Congressional leaders have understandably shown concern about United Airlines’ proposed acquisition of U.S. Airways, combining the first and sixth largest airlines. Minnesota legislators particularly fear an eventual merger would inspire other airlines — specifically Northwest — to do likewise. Although the airline industry seems competitive compared with other industries, any further consolidation of the industry would significantly damage consumer choice, quality and pocketbooks. The Justice Department must hinder United’s proposal to ensure that Congressional deregulation in 1978 continues to support competition in the skies.
When United officials confirmed in May that they had been discussing the merger, competitors, legislators and business insiders understood the $11.6 billion merger’s implications. Now, at least three other major airlines have confirmed ongoing talks of mergers with smaller companies. Some airline analysts say consolidation is the only way the industry can grow. Others think airlines are simply hoping to frighten antitrust regulators in Washington, indicating that if one major airline merges, the remaining leaders will have to follow.
Canada Air acquired Canadian Airlines last year, giving the combined company control of 80 percent of Canada’s airways. Despite antitrust admonitions by many Canadian officials, the government allowed the merger to take place, leading to diminished customer service, anti-competitive practices and overbooked flights. U.S. fliers would likely witness similar consequences from airline consolidation.
The top three airlines — United Airlines, American Airlines and Delta — now control 56 percent of U.S. traffic. Potential mergers could bring their dominance to 85 percent of the market. Currently, the major airlines squash upstart airline competition through hub dominance and by using nefarious pricing tactics. The Justice Department filed a lawsuit against American Airlines in May 1999, alleging the company cut fares whenever a small airline attempted to compete, only to raise the fares when the new entrants left.
Small airlines already encounter incredible barriers when trying to enter the industry. Further consolidation would make low-cost alternatives to the big airlines all but extinct. Sun Country Airlines has accused Northwest — which controls nearly 80 percent of Twin Cities air travel — of predatory pricing and monopolistic conduct. Formerly a charter carrier, Sun Country began competing directly with Northwest for routine flights last April and has faced difficulties obtaining gates at some airports.

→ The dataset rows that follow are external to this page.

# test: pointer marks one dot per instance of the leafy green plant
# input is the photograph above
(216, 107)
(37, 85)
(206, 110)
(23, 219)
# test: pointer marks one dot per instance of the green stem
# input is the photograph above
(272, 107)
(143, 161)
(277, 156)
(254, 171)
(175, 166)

United officials have said if they merge with U.S. Airways, the combined airline would sell 222 slots at Washington’s Reagan National Airport to a new airline to be created by one of U.S. Airways’ board members. Empty acts like this one are indicative of the airline industry’s inability to regulate itself. United did not say they would offer any of the gates to small airlines like Sun Country, an act that might have demonstrated the airline was actually concerned about increased competition, lower prices and better service.